It seems that everyone’s getting numb to the disturbing stories coming out of the Duke-Progress merger, but this one ought to register something on the outrage meter.
According to AP and the Winston-Salem Journal, Duke Energy has agreed to hold some of its big wholesale customers “harmless” for any costs that they may incur as a result of the merger.
“Duke Energy said Friday that it has agreed to reimburse some of its largest wholesale customers if they incurred costs related to the utility’s merger with rival Progress Energy.
Duke inked deals with several of its biggest North Carolina customers, including smaller retail electricity providers as Blue Ridge Electric Membership Corp. and Piedmont Electric Membership Corp.

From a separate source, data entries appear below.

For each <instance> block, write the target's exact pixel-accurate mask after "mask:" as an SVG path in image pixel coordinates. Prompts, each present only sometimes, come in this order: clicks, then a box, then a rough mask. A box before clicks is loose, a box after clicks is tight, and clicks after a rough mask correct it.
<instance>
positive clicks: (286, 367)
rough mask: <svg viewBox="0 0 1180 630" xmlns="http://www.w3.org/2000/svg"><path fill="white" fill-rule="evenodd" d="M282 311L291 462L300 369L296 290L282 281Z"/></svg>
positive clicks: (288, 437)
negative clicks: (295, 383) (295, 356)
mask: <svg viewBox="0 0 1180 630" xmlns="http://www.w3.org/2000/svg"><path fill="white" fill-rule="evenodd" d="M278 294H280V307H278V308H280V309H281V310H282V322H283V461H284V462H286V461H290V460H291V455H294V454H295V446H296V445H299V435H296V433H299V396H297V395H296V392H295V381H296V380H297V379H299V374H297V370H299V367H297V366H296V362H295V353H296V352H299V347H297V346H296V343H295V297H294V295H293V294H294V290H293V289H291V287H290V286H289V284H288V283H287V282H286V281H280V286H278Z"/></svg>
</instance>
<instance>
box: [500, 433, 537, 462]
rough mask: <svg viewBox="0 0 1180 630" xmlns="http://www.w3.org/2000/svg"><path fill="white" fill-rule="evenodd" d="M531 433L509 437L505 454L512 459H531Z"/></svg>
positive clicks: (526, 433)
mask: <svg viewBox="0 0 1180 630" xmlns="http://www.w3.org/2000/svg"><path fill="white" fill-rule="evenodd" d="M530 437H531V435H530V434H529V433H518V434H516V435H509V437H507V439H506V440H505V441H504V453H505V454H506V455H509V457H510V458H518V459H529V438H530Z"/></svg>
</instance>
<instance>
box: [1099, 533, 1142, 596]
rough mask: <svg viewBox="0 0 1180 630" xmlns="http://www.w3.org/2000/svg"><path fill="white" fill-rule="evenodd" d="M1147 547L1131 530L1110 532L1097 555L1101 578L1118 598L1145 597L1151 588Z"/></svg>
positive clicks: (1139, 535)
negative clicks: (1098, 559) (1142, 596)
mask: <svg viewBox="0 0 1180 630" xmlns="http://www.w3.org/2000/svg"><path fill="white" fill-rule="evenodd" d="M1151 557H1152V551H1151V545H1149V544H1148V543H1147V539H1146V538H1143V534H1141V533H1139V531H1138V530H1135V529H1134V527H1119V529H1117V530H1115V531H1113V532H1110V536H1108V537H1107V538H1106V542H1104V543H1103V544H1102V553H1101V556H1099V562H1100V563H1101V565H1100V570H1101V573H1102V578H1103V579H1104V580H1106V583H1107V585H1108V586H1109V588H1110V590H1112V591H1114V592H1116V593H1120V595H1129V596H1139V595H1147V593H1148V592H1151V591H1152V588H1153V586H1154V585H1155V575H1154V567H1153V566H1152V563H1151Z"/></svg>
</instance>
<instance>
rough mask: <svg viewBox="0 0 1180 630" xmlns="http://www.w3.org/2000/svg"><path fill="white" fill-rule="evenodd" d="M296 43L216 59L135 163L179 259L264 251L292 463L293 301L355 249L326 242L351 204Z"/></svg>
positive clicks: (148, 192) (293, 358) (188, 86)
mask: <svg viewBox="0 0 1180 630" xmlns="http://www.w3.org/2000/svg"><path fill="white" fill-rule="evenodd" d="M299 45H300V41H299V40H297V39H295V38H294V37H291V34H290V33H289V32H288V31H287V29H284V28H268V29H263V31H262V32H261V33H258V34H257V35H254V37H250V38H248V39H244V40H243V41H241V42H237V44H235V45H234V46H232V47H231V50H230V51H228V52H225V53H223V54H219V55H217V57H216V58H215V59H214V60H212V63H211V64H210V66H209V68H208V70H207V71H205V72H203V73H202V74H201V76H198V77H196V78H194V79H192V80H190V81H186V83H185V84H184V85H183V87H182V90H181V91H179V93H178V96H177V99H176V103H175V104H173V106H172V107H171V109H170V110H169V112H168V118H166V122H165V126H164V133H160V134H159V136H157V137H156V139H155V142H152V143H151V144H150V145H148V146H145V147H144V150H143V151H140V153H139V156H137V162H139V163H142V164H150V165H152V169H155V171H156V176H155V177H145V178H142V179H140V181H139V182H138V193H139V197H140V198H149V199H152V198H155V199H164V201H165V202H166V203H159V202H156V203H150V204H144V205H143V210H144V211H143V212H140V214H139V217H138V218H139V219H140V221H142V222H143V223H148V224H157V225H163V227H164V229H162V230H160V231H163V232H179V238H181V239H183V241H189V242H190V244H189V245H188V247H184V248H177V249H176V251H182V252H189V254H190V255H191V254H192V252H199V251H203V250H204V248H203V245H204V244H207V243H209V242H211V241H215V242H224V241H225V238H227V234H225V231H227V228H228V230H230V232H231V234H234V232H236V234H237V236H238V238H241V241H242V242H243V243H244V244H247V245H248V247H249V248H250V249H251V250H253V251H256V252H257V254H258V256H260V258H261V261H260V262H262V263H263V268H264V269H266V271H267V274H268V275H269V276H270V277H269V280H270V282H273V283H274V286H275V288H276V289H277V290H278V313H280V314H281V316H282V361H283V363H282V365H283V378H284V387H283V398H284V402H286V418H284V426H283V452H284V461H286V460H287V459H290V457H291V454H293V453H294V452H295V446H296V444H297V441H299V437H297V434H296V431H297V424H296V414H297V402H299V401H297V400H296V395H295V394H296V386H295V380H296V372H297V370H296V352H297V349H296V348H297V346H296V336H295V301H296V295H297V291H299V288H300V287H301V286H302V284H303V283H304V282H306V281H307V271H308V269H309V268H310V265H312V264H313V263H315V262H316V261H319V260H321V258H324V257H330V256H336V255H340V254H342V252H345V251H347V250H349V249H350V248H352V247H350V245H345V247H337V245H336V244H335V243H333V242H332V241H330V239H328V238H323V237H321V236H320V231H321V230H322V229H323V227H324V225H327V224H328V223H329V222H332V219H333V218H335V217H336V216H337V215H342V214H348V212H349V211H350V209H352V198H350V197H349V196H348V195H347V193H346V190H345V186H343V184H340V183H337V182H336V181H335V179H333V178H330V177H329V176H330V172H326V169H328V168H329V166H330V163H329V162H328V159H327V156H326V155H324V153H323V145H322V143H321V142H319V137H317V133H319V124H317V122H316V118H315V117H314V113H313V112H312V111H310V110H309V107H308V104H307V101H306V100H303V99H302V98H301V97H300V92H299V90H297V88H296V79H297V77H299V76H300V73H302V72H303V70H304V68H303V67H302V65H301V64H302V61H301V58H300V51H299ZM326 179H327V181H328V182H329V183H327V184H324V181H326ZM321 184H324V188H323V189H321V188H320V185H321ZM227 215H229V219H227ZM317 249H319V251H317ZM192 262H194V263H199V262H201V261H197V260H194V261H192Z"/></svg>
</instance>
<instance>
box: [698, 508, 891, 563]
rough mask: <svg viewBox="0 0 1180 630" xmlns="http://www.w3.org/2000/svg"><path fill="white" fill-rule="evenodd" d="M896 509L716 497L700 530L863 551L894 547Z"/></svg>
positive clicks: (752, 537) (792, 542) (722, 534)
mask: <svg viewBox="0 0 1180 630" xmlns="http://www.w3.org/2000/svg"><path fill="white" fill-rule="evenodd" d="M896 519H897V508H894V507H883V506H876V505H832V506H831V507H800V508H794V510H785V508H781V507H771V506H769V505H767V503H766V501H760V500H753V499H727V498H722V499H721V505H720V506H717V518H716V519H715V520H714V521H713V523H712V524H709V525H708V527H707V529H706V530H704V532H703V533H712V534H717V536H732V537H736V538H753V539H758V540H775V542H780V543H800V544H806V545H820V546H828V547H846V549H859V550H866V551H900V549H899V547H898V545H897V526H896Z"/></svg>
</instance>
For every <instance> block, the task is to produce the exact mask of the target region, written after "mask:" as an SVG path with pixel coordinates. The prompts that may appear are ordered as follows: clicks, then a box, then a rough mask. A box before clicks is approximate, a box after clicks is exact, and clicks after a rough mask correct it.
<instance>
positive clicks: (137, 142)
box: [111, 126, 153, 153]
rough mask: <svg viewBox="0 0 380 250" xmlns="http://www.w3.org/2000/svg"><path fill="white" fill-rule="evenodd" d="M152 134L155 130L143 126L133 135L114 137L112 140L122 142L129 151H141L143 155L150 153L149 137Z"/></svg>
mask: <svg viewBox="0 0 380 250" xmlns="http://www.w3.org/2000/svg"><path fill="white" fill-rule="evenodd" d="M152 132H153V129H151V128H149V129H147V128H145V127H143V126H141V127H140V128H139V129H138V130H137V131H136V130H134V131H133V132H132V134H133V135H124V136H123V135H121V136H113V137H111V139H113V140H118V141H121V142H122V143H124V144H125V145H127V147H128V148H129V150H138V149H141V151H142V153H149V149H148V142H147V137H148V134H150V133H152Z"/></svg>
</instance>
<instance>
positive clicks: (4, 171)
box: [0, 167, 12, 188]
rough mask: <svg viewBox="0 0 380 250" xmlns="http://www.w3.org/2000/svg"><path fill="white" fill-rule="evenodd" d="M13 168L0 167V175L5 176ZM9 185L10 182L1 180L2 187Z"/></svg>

The utility filed documents related to its merger side deals with the N.C. Utilities Commission. The agreements focus on ‘hold harmless’ provisions with wholesale customers for costs they incurred or could incur related to the merger, such as legal fees in negotiating the settlements or the severance costs for future employee layoffs.”
Two groups clearly not included in such agreements: Average residential customers and average employees who lost or will lose their jobs as a result of the merger. Of course, the last group clearly does not include former boss Bill Johnson, who despite suffering the “harm” of losing his job will somehow make due with a $44.7 million severance.